Design of Bakhshaish Rug (Rugman)
|Original name||قالی بخشایش|
|Alternative name(s)||Bakhshaish Carpet|
|Origin||Iran: East Azerbaijan|
|Common designs||Medallion, Herati, Geometric|
|Common colors||Blue, Red, Beige, Camel|
|Dyeing method||Natural, synthetic|
|Foundation material||Cotton, Wool|
|Knot type||Symmetrical (Turkish)|
Bakhshaish Rug originate from Bakhshaish, a small village in the Province of Azerbaijan, has an excellent reputation for traditional rug weaving. Located in northwestern Iran, the traditional rug weavers in Bakhshaish have been strongly influenced by their neighbors in Heriz. Although the patterns and styles are very similar to the rugs produced in Heriz, the distinguishing difference is that the color scheme on a Bakhshaish traditional rug features rich colors such as navy blue or red which are often highlighted with amazing color, while in Heriz the geometric medallion is set on a lighter colored field. Bakhshaish rugs are woven using coarse Turkish knots. This tight knotting process makes it extremely durable.
Bakshaish, also spelled Bakshayesh, is a town in the East Azerbaijan Province of northwestern Iran. In the nineteenth century it was a weaving village populated by the Azeri tribe who speak in a Turkic dialect. Bakshaish rugs and carpets are known in the market from the mid-nineteenth century. Many carpets have a cotton foundation and a wool pile, but in early pieces, Bakshaishes can have a wool foundation or a cotton warp with a wool weft. The Turkish (symmetric) knot is universally used. The nineteenth-century Bakshaish carpet designs are geometric with either an allover or medallion style. Popular traditional floral designs were adapted into geometric and tribal patterns by Bakshaish weavers for their carpets.
Notable Bakshaish designs were the Herati (fish), Lattice, Minakhani (rosette-linked trellis), Open Field with medallion, large palmettes, Shrub, Tree of Life, and willow tree. These styles attracted the attention of Western markets and were com-missioned by European importers with the addition of some primitive designs. In some Bakshaish carpets, nomadic motifs such as the Star, flower heads, S motif, animals, birds, and human figures, among others, are found in the field and borders. Some early Bakshaish room sizes have the famous Dragon motif woven in the medallion and corners of the carpet. During the nineteenth century poetic inscriptions occasionally were woven in the borders of Bakshaish carpets. The inclusion of poems in carpets was popular at the time, but the woven inscriptions cannot be read clearly because village weavers were unable to transfer the words properly. On rare occasion, charming scenic designs can be found in smaller Bakshaish weavings. Today they are collectible and bring high prices in the open market.

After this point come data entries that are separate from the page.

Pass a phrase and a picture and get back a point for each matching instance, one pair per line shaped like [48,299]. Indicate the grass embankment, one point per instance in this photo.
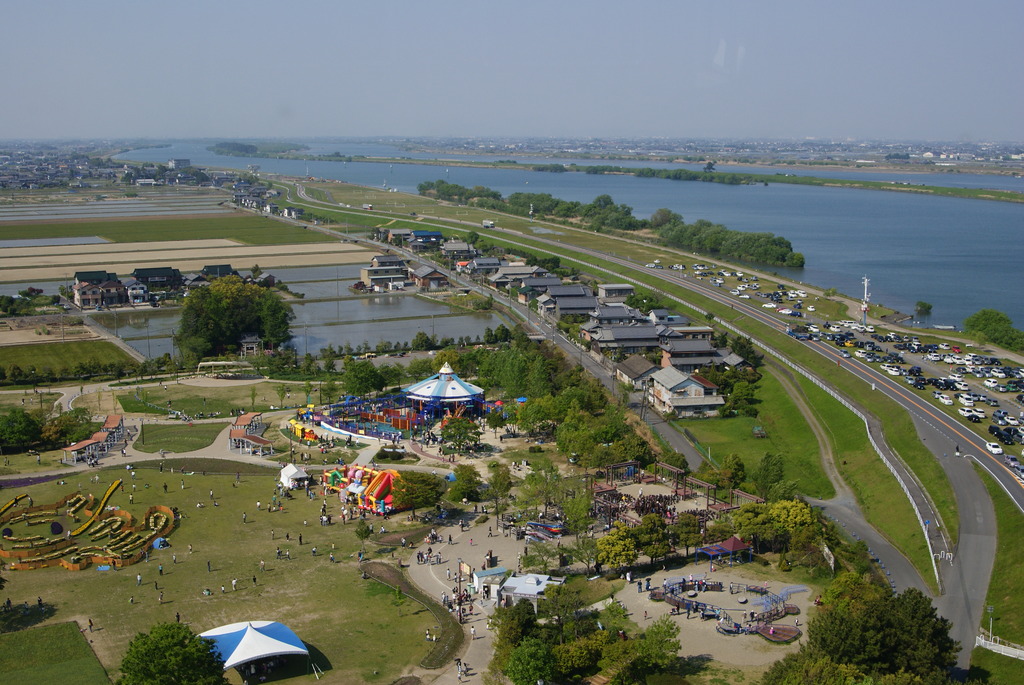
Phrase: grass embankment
[57,653]
[178,437]
[787,432]
[1006,591]
[317,599]
[248,229]
[64,354]
[878,494]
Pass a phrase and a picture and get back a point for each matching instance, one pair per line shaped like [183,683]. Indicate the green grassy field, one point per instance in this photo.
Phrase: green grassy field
[880,497]
[56,653]
[327,604]
[788,435]
[247,228]
[60,355]
[1006,591]
[179,437]
[190,399]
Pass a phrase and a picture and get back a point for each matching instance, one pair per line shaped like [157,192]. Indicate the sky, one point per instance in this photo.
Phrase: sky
[903,70]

Some early Bakshaishes have only a narrow guard border to frame the carpet. At times, a row of trefoil motifs may form the inner and/or outer border of the carpet. Bakshaish carpets are categorized in the Heriz rug group. By the early twentieth century Bakshaish weavers switched their designs to Heriz styles because of market demand and continue to follow this design today. Silk pile weavings have been attributed to Bakshaish in the antique trade, but it is more likely that these rugs were produced in the nearby village of Heriz.
Bakshaishes are famous for having a diverse range of colors for the background, especially lighter tone colorations such as beige, ivory, light greens, light blues, gold, and camel, along with rust-red and dark blues. This was a very important and positive change for Persian weavings in the nineteenth century. In addition to these colors, different shades of red, blue, green, cinnamon, gray, gold, and brown appear in the medallion, borders, and design elements. Dark brown or black is woven for the design outlines.
The formats range from small mats to oversize rugs, occasionally in squarish dimensions. At times, runners and gallery formats were woven.The carpets are made from good to fine in grade quality.
Bakshaish weavers are credited with innovating numerous creative and beautiful design elements in the nineteenth century. It was rare that village weavers were producing such a wide variety of tribal patterns and colorations in this era. These carpets are valuable and are appreciated by designers and consumers. Early Bakshaish carpets command very high prices in the antique trade.
- Moheban, 2015, 86-88
- Abraham Levi Moheban. 2015. The Encyclopedia of Antique Carpets: Twenty-Five Centuries of Weaving. NewYork: Princeton Architectural Press.